Of the 'emerging' economies of Eastern and Central Europe, Poland has the highest investment
volumes, and is highest in the ranking in terms of the volume by non-domestic investors.
Michael Atwell, C&W/H&B's Head of Capital Markets in Poland, says: "Strong
economic growth, growing consumer demand, together with the perceived reduction in risk since
the country joined the European Union in 2004 are the driving forces behind the strength of
Poland's investment market."
Investment activity in NY 44 per cent up
Total investment volumes in the US stood at US$172bn (145bn euros) for 2005 – a 27 per cent
rise on 2004, but a 45 per cent rise when quoted in Euros. However, non-domestic investors only
accounted for 3.5 per cent of volumes.
The most important non-domestic investors in the US last year were the Australians, followed
by German investors, and then those from the Middle East and Ireland. The offices and retail
sectors in the key coastal cities were the most popular.
Investment activity in New York was up 44 per cent on 2004. The largest investment
transaction last year in the US was the sale in New York of the MetLife building for US$1.72bn.
However, foreign investment at US$3.2bn is down on 2004's US$4.4bn, a year when non-domestic
players dominated New York trophy deals.
The Los Angeles Metro market showed the largest increase in non-domestic investment, with
the volume almost doubling from 2004's US$460mn to US$810mn in 2005. Among the domestic
investors, Real Estate Investment Trusts (REITs) have grown dramatically since the early 1990s,
and are now the largest investors in the US, surpassing banks and insurance companies.
Emerging markets of China and India
The percentage of commercial real estate investment in Asia accounted for by non-domestic
investors rose to 28 per cent in 2005 from 24 per cent the previous year, reaching 52bn
euros.
Donald Han, Managing Director of Cushman & Wakefield's Singapore office, who spoke at
the Conference on Asia: "All eyes are on China - the country is now the world's fourth
biggest economy after the US, Japan and Germany, and China's economic growth is due to run at
more than 9 per cent this year and it has 24 cities with populations of more than five
million.
"China and the rest of Asia will see higher fund allocations this year as the region
provides relatively higher yields compared with the European and US markets.
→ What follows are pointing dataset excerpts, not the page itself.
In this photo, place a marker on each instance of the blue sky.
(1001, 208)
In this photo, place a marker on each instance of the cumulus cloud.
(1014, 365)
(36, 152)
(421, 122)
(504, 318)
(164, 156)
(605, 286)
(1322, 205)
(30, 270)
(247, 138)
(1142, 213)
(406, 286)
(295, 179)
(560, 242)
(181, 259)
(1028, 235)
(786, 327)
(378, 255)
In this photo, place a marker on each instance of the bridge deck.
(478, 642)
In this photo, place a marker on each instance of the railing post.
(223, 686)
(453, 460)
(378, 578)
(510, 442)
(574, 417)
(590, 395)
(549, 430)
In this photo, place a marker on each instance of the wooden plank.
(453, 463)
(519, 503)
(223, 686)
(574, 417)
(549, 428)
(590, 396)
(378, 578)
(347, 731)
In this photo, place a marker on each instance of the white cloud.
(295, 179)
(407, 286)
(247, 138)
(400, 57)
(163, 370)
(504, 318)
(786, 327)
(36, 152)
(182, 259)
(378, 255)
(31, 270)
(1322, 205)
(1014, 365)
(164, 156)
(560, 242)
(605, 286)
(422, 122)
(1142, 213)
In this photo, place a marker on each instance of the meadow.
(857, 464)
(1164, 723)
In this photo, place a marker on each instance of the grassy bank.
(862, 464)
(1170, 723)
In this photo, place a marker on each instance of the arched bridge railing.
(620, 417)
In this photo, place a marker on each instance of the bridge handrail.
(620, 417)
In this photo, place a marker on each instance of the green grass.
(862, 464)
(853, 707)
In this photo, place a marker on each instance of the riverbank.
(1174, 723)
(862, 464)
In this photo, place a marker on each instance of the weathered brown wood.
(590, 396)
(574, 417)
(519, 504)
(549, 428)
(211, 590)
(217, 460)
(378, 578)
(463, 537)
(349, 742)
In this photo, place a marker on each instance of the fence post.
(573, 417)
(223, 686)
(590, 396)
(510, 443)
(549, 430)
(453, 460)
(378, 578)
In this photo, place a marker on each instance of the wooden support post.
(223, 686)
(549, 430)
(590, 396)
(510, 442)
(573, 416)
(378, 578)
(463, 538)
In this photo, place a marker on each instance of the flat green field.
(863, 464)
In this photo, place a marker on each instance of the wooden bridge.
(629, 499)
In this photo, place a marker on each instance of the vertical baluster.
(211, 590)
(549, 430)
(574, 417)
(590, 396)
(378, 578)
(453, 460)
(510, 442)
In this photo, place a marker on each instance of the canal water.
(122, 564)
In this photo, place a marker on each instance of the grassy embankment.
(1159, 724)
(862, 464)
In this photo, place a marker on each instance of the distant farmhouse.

The office
investment market will see the bulk of transactions over the next 12-18 months as a wave of
rent increases hit major gateway cities in Asia."
Economic growth in the other big emerging economy, India, is due to run at more than 7 per
cent this year, with particularly strong growth in the second and third-tier cities. Sanjay
Verma, Managing Director of Cushman & Wakefield in India, says: "We are looking at a
demand for more than 80 million square feet of offices between 2005 and 2008. We expect 80 per
cent of this demand to come from companies operating in the IT and business process outsourcing
sectors, and for 40 per cent of this demand to be in south India."